It is very hard to find numbers on what it really costs for metadata, but here is one from a Netflix job posting. $6 per movie for “original, descriptive movie and TV episode synopses.”
Here are links to a Hacking Netflix blog posting (likely to remain a valid URL) and to the Netflix job posting (guaranteed to succumb to link rot as soon as the opening
is filled).
The only other published numbers I’ve found are similar, $6.20 to $14.67 per jazz CD depending on the detail in 2003 at the Public Library of Cincinnati and Hamilton County. They were given a collection of 6200 jazz records and were estimating what that gift would cost them. See the article How Much Will It Cost?

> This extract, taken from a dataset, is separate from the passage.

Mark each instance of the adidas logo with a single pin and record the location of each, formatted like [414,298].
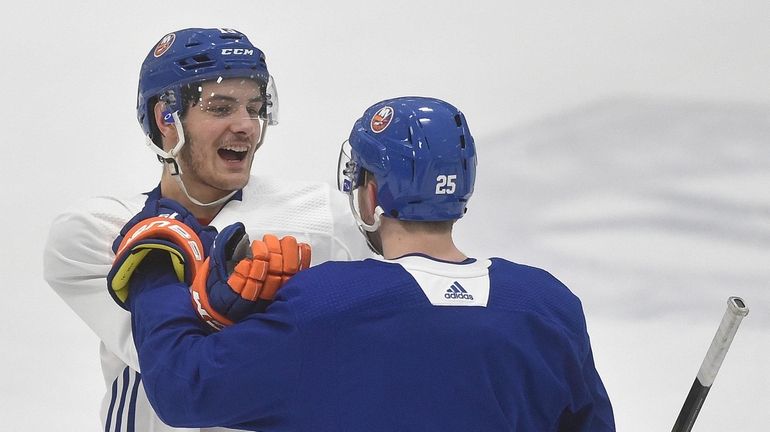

Making Informed Policy Choices Using Cataloging Standards.
The Netflix numbers are probably closer for an ecommerce or search application. Still, the close agreement in the numbers makes it pretty safe to say “less than $10 per document”.
Remember that the metadata must be updated when the document changes. Maybe “$10 per document per year” is a better number. HP was spending about that much to manage the HP-UX spec (man pages) about ten years ago. That covered all activities, not just metadata.
The Netflix job posting is for six openings, each with a six week duration. That sounds like a lot of work, but if I assume each writer does three synopses per hour (seems very fast for finished work), that is still only 4300 movies. Metadata is very, very expensive.
I have a couple of other stories without dollars, but still instructive.
One publishing company needed to digitize their back content and planned to start a division in the Philippines with 3000 employees to get it done. They found a different way.
I was consulting with a telecom company, and the CEO asked for metadata on every page in their intranet. They had 4M documents.
One final note, since I work for Netflix. All of the Netflix info here is derived from the job posting. No insider information was required or is included in this post.